More high-risk behavior: without her cell phone, her GPS coordinates could not be traced. A stern male voice—the voice of Dateline—whispered this in her ear.
They walked several blocks to somebody’s garage. Inside it, the Barracuda was draped with a canvas cover, like a giant toaster. Timmy rolled back the cover and unlocked the passenger door. “Madam,” he said, opening it with a flourish.
She got into the car. They were both beaming like idiots, flush with excellent weed, the magnificence of the car, the sheer unlikeliness of the moment.
“It’s beautiful,” Claudia said.
It wasn’t the right word. It wasn’t the wrong word either. The dashboard was set with round dials that looked vaguely nautical. The bucket seats, dark green leather, felt smooth and cold. The sleek cockpit was a psychic time capsule, a sacred artifact of a lost tribe.
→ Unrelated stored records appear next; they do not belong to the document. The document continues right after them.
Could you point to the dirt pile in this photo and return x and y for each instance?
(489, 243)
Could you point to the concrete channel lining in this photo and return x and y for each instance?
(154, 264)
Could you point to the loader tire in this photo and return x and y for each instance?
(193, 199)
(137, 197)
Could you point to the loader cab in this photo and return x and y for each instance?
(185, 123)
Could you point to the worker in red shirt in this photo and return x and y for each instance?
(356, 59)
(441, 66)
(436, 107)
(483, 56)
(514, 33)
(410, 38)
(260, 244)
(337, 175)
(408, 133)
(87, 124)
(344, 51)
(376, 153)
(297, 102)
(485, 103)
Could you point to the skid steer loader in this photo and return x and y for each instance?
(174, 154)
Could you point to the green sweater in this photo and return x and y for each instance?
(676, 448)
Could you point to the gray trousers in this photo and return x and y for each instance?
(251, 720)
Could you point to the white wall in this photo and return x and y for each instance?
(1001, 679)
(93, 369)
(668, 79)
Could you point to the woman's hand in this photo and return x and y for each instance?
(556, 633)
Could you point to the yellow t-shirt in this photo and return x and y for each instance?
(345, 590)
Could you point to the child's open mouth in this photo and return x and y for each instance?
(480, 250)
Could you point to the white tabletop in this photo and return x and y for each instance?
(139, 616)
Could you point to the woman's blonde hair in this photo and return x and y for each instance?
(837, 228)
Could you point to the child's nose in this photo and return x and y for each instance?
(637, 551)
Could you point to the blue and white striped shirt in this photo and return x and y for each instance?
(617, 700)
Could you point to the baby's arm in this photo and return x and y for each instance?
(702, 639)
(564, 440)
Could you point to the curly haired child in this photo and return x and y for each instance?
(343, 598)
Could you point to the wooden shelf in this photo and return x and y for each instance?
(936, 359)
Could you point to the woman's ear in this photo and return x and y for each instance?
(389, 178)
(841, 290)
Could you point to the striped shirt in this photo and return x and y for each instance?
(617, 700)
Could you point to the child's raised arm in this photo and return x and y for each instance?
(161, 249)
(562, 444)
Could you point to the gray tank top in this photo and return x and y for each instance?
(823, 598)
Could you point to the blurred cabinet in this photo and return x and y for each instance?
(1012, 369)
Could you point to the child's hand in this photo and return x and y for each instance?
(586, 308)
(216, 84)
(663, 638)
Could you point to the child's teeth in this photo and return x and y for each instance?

Encoded in the design were all its secrets: the collective unconscious of an extinct people, its unspoken, unspeakable beliefs.
The interior was spanking clean. The chrome ashtray shone like a mirror. Claudia found herself babbling about Street Rodz, her early career cleaning cars for Uncle Ricky.
“I always do my own detailing,” said Timmy. “There’s no one else I can trust.” He glanced at her sideways. “You, maybe. Because you were a professional. I could maybe trust you.”
They sat in silence, their breath fogging the windshield.
“I can’t believe you’re selling it,” she said.
“It’s already sold. Sight unseen. The guy is coming tomorrow.” Timmy stroked the steering wheel with unabashed tenderness, as though petting a cat. “This is the final ride.”
“But why?” Claudia was filled with an inexplicable anguish. “I don’t get it.”
“I need the cash. I have obligations; it’s a long story. Anyway,” he said, “I bought another car.”
Claudia could make no sense of this explanation.
“There is no other car,” she said, with emphasis. “What could you possibly?”
Timmy grinned broadly. “A Honda Civic.”
It was the funniest thing anyone had ever said. Claudia and Timmy laughed until suffocation was a real danger. They laughed to the point of physical pain.
Timmy turned the key in the ignition. A thrill in her stomach as the engine roared to life. Claudia felt the vibration all through her, as if she’d been dancing near the speakers at a loud concert, her body a blind antenna picking frequencies from space.
The heater came on with a huff.
“Where to?” said Timmy.
“Anywhere,” Claudia said.
They rolled east, in the vague direction of the expressway. Dorchester slipped past like a film they weren’t watching. The streets were strangely deserted. Claudia remembered that it was two in the morning.
They stopped at a red light just to watch it blink.
The car’s heater smelled like a lawn mower, it smelled of petroleum and burning dust, it smelled like it might cause mesothelioma. They skated along the empty streets, the blinking red lights like leftover Christmas. Timmy drove with great concentration, in some enraptured state. Claudia turned a little to watch him, his hands large and square and strangely young looking, the hands of an overgrown boy.
AS THEY PULLED INTO THE GARAGE, A LIGHT SNOW WAS FALLING. Deliberately, almost reverently, Timmy engaged the parking brake, closed the door and locked it. They stood a long moment looking at the car.
On the sidewalk in front of Timmy’s they said good night. Snow dusted their shoulders, their hair and eyelashes. The snow was an afterthought, light and powdery, a snow of no consequence. It would be gone in the morning, leaving no trace.